Considering just how eclectic Hanne Hukkelberg’s music can be, it’s not much of a surprise that the Norwegian singer-songwriter benefits greatly from changing her environment when it’s time to start composing the next record. After her wondrous 2004 debut Little Things, she relocated to Berlin, and it was there where her accomplished follow-up Rykestrasse 68 took shape, gracefully evolving from idiosyncratic little Jon Brion-esque pastiches to more well-rounded blends of jazz, folk, pop, and even some Kurt Weill-esque cabaret thrown in.
For her third full-length, Hukkelberg decided to head north instead of south. A lot farther north, in fact, on the tiny Norwegian island of Senja, located some 180 miles north of the Arctic Circle. Living in such isolation would have one assuming the resulting album would be one of stark intimacy, something along the lines of Múm’s sublime 2004 album Summer Make Good, but while that cozy ambience does play a significant role on Blood from a Stone, the songs themselves turn out to be some of Hukkelberg’s most extroverted work to date.

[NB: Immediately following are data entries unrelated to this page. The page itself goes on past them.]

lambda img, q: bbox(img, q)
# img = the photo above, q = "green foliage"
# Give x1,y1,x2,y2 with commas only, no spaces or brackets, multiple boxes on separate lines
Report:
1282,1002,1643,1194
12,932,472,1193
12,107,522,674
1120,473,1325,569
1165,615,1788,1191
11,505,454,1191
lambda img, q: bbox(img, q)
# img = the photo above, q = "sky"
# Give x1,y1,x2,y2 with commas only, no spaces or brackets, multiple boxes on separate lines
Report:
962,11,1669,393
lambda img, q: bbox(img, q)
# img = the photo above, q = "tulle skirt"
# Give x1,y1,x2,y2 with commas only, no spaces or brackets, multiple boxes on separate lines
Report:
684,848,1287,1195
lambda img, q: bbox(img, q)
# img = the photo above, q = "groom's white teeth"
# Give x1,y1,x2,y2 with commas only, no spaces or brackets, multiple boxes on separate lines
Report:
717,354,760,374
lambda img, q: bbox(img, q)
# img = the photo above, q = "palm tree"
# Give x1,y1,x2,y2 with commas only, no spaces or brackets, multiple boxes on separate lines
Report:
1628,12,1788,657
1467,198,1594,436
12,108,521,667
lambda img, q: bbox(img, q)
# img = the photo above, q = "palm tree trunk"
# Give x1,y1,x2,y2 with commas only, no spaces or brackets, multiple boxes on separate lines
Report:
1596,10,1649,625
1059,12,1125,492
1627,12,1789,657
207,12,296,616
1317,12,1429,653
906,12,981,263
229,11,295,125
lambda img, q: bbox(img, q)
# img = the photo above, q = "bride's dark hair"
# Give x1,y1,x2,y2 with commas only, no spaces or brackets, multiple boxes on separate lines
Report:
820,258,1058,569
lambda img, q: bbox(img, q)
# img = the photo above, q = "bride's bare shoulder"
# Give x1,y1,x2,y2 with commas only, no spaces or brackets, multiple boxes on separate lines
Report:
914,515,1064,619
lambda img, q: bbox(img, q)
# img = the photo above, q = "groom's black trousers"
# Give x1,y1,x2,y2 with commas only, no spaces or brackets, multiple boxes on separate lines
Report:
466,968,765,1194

The tones of the new record are unmistakably Hukkelberg, delicately and meticulously arranged with her playful voice front and center, but for its low-key ambience, Blood From a Stone‘s rock influences are undeniable. In clumsier hands, a song like “Mid Night Sun Dream” would have come off as a somewhat rote exercise in the murky tones of mid-1990s PJ Harvey, but with longtime collaborator/producer Kåre Vestrheim, Hukkelberg strips the song right down to its skeletal form, the insistent electric guitar and thrumming bass operating subtly in the background, allowing her layered, slowly crescendoing vocals to convey the kind of visceral power that others would leave for the guitars to handle.
The Pixies’ influence has always been prevalent in Hukkelberg’s compositions (her ingenious cover of “Break My Body” one of Rykestrasse 68‘s several highlights), and it rears its head once again on the terrific title track, as Hukkelberg eschews her usual tender croon in favor of a more confrontational tone. Meanwhile, the hard-charging “Bandy Riddles” and the coy “In Here/Out There” don’t hide their post punk influences despite the usual clever arrangements, Hukkelberg’s near-forceful delivery starting to resemble that of Siouxsie Sioux herself.

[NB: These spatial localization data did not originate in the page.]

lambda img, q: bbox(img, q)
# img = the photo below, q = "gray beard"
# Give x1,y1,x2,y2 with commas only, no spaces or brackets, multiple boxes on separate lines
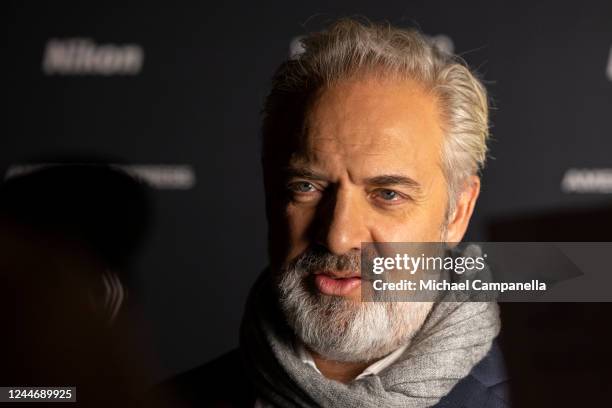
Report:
276,248,433,363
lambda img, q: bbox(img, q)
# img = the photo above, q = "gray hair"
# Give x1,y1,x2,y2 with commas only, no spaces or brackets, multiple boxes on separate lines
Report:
262,18,490,216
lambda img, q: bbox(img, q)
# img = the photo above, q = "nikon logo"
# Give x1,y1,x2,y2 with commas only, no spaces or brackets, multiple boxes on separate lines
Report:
42,38,144,75
561,168,612,194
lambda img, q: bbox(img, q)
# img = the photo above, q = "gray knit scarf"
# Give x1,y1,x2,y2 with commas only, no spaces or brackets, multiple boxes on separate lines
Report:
240,259,501,408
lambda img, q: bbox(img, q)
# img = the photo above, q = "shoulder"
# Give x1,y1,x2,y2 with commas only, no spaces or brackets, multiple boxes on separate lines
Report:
152,348,256,408
436,341,511,408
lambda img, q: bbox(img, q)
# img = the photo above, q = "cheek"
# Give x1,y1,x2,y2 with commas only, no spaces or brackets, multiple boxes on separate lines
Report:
283,203,315,260
370,191,448,242
369,214,442,242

Hukkelberg’s eclectic musical background, which included a stint singing with noteworthy doom metal band Funeral, has always been a big factor in the confidence and audacity of her albums, and the melancholy, dirge-like “Salt of the Earth” doesn’t hide its doom influence one bit, distorted guitars and thudding drums substituted with crashing piano chords and clattering percussion, the overall feel not a far cry from Funeral’s 2002 album In Fields of Pestilent Grief, on which Hukkelberg sang. Indeed, it’s when the album becomes downcast that it truly excels, best exemplified by the dour “No Mascara Tears”, with its atonal bursts of guitar threatening to consume Hukkelberg’s sympathetic melody, and also on the dreamy “Bygd Til By”, a song whose scope is far more cinematic than the more direct approach of the rest of the album.
No matter what mood she’s trying to convey, the one great characteristic of Hukkelberg’s music is warmth. Nowhere near as ostentatious as Bat For Lashes’ talented mastermind Natasha Khan and devoid of the pretensions that seem to make Björk alternately enthralling and frustrating, Hukkelberg’s more classy approach, whether it’s in the vocals or the instrumental arrangements, makes her albums inviting and her live performances seductive. Plus, nowhere else will you hear albums that rely so heavily on found objects for percussion (among the pieces used on this album, flagpoles, rocks, and a Vaseline box), yet at the same time utilize those sounds so tastefully that it’s never a distraction, and we rarely if ever stop to consider just what’s being used. Her ability to sound so eccentric yet create music so inherently comfortable is no small feat; by now, we know that wherever she goes to write her albums, and whatever bric-a-brac she ends up playing, the end result is always going to be sublime, and Blood From a Stone is no exception.